Università Cattolica, inaugurazione esposizione d'arte contemporanea
"Macerie. Ciò che resta, ciò che nasce" è il titolo dell’esposizione collettiva che sta coinvolgendo le sedi dell’Ateneo con i lavori di 14 artisti contemporanei
Il Centro Pastorale d’Ateneo e il Dipartimento di Storia dell’Arte dell’Università Cattolica del Sacro Cuore anche per il 2026 presentano il progetto Itinerari Arte e Spiritualità che, come ogni anno, dà vita a una mostra di arte contemporanea all’interno degli spazi accademici, che farà tappa nel campus di Santa Monica, a Cremona, mercoledì prossimo 18 marzo.
“Macerie. Ciò che resta, ciò che nasce” è il titolo dell’esposizione collettiva che, a partire dal 10 marzo, sta coinvolgendo le sedi dell’Ateneo di Milano, Cremona, Piacenza, Brescia e Roma, con i lavori di 14 artisti contemporanei.
Il 18 Marzo, alle 11, nel campus di Santa Monica a Cremona, presso l’aula B005, verrà inaugurata l’opera POTREMO della fotografa Marta Ferrarini.
Nato nel 2005, il progetto Itinerari di Arte e Spiritualità individua ogni anno tematiche capaci di generare nuove riflessioni sulla realtà contemporanea da indagare attraverso lo sguardo dell’arte. Quest’anno i curatori-studenti hanno scelto di confrontarsi con un tema di estrema attualità e profondità: le conseguenze della guerra.
L’ispirazione nasce dalla poesia di Giuseppe Ungaretti San Martino del Carso in cui il poeta di fronte alla devastazione del conflitto scrive: “Di queste case / non è rimasto / che qualche / brandello di muro”. Un verso che non racconta soltanto la distruzione materiale, ma anche la ferita interiore lasciata dalla guerra.
Macerie. Ciò che resta, ciò che nasce si concentra proprio su questo spazio fragile e silenzioso che segue la fine di un conflitto: non il fragore delle armi, ma
ciò che accade dopo, quando il rumore si spegne e rimangono le tracce, le assenze, le cicatrici. In un tempo che non ammette soste, la mostra invita a fermarsi su ciò che solitamente viene dimenticato: non l’inizio della guerra, ma la sua eco lunga e inesorabile.
Le macerie non sono soltanto edifici crollati, ma anche rovine interiori, segni che abitano chi è stato costretto a convivere con scelte non proprie. Attraverso l’arte, il dolore si trasforma in memoria, la violenza in pensiero e la distruzione in creazione. La mostra si muove così sul sottile confine tra le ferite e la possibilità di trasformarle, creando consapevolezza.
“Noi non vogliamo rappresentare la guerra – affermano i curatori della mostra – ma evocarne le conseguenze più intime: il silenzio, la perdita, la colpa. Si crea così un modo per indagare il dolore e per riconoscere nelle rovine le tracce di un’umanità che persiste.”
È nata così l’esigenza di una riflessione interiore, condivisa con gli artisti coinvolti nel progetto, il cui percorso si sviluppa fluido all’interno dell’Ateneo con opere e installazioni dislocate nei chiostri e nei corridoi, per attirare lo sguardo di studenti, visitatori o semplici passanti.

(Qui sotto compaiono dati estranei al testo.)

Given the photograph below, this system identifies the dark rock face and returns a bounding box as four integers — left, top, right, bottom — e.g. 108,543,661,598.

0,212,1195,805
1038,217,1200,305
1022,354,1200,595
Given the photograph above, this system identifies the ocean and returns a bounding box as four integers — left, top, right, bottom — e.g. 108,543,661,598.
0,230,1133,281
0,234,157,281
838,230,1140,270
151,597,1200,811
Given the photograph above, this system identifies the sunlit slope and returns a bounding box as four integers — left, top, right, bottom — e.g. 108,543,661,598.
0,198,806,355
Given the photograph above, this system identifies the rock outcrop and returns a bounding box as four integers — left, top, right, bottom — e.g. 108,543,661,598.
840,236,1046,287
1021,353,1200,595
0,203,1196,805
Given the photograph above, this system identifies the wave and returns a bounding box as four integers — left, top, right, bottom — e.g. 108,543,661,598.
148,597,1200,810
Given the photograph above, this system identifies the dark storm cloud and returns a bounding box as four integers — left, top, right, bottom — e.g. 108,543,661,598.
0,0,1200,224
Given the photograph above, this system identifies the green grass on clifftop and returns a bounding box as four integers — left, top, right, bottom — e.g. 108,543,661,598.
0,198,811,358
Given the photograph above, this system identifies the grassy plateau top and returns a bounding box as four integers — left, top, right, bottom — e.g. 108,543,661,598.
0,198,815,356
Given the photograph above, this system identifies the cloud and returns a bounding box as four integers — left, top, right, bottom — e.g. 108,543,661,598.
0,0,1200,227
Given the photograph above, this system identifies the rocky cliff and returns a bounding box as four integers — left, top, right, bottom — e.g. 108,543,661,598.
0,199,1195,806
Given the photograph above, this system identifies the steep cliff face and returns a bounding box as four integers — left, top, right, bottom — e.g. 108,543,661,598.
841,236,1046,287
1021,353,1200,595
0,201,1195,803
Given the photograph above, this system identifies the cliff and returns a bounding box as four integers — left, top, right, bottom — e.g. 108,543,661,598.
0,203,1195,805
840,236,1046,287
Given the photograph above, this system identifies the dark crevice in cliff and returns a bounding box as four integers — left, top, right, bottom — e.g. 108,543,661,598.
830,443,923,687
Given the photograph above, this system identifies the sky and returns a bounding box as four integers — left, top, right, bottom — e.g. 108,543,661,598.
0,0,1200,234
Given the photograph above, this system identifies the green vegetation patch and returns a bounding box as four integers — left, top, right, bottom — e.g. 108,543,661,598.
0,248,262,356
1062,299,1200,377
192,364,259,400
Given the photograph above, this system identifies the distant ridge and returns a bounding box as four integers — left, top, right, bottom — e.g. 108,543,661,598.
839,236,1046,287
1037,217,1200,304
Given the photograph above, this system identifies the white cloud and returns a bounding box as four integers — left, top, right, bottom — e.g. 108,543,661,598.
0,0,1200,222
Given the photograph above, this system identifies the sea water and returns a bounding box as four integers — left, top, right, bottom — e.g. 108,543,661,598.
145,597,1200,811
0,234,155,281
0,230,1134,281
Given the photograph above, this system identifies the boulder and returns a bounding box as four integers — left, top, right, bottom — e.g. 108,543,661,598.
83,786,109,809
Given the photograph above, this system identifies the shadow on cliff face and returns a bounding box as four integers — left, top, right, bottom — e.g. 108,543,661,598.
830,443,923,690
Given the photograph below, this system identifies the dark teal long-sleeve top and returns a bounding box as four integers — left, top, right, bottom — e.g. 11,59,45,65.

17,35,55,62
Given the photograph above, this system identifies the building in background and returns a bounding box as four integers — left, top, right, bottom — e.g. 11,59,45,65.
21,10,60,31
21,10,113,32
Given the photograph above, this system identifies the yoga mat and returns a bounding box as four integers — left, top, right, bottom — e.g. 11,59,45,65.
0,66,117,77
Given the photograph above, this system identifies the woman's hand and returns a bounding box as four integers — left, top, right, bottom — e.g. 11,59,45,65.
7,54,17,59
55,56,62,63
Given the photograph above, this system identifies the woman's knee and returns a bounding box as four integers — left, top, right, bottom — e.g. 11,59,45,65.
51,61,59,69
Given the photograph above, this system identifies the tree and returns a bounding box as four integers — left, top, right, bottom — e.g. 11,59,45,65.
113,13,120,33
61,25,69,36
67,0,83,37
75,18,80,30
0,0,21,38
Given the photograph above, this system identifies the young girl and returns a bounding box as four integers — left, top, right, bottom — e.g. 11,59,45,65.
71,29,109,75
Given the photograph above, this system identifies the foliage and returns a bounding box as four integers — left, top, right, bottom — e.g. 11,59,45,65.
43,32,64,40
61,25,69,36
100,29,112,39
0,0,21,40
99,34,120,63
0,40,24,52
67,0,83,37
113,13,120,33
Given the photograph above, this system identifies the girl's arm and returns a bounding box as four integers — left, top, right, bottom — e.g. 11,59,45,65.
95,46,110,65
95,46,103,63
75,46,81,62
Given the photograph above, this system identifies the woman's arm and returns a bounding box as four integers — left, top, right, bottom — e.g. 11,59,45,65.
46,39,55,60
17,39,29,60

Macerie. Ciò che resta, ciò che nasce si propone come un invito a fermarsi, ad osservare e ad interrogarsi sul presente, lasciandosi attraversare dalle immagini e dai segni che l’arte restituisce, affinché anche dalle fratture possano emergere nuove possibilità.
Dal 2017 i curatori del progetto Itinerari di Arte e Spiritualità sono gli studenti dell’Ateneo, in collaborazione con il Centro pastorale, coordinato da Padre Enzo Viscardi, e il dipartimento di Storia, Archeologia e Storia dell’Arte insieme alle professoresse Elena Di Raddo, Michela Valotti e Mariacristina Maccarinelli.